– Не знаю, но попробовать стоило.

– Вот и я так думаю. Они ведь тоже многих наших парней поубивали – и на Двойке, и в лесу, но ведь мы гораздо больше их положили. Майкл как‑то сказал, когда мы эту операцию планировали, что это – не автобус, что тут нельзя наступить на ногу и просто извиниться, – Адам наклонился к Арнольду и тот с изумлением увидел в глазах Адама слезы, – а выходит, что Майки был неправ, мы могли бы рассказать им, что мы ошиблись. Простили бы они нас после этого или нет – это их дело, но мы были бы уверены, что сделали всё, что от нас зависело, чтобы предотвратить войну.

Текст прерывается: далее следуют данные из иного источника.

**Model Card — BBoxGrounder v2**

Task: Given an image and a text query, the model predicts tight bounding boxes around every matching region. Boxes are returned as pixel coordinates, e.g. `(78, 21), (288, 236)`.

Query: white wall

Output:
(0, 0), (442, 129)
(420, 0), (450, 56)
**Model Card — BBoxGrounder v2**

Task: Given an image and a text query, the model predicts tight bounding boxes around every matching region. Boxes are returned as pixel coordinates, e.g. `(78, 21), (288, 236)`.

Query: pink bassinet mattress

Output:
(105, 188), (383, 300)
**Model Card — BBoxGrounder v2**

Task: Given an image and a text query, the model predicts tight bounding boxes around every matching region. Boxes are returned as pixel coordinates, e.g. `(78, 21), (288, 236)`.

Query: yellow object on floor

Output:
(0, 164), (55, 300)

– Мы бы могли прекратить их убивать и они поняли бы, что мы раскаиваемся в содеянном.

– Вот‑вот! Раскаиваемся! Мы бы приказали ни в коем случае не открывать огонь, даже если бы они напали на нас. Я сам бы отправился в лес с этим волком и рассказал бы им всё, без утайки и задних мыслей. Рассказал бы всё, как есть…

– А теперь ничего этого и не сделаешь.

– Да, – устало сложил руки перед собой Адам, – теперь уже ничего не сделаешь. Если бы этот волк вошел сюда хотя бы на шесть часов раньше – ничего этого бы не произошло…

– Ты Майку сказал об этом? – спросил Швед.

– А зачем? – угрюмо посмотрел на него Адам. – Всё равно ведь уже ничего не исправишь.

– Да, дела, – вздохнул Густафсон. – Как же ты с этим живешь, Адам?

– Не знаю. Мне уже сколько дней хочется, чтобы мне кто‑нибудь морду разбил, чтобы до крови, до соплей. По сравнению с этим, – Адам указал на левую сторону груди, – это было бы вообще безболезненно.

– Постарайся не думать об этом, Адам.

– Не могу, Арни, – прошептал он, – не могу, хоть убей. Каждую минуту думаю – «Могло быть по‑другому, могло быть по‑другому» – как заезженная пластинка в голове. Перед людьми стыдно – тебе не передать как. Что я буду делать, если кто‑нибудь подойдет и скажет мне: «Дерьмо ты, Адам Фолз. Не уследил за самым важным, позволил такому ужасу случиться. Какой же ты после этого человек? Да и человек ли ты вообще? Ублюдок и убийца»…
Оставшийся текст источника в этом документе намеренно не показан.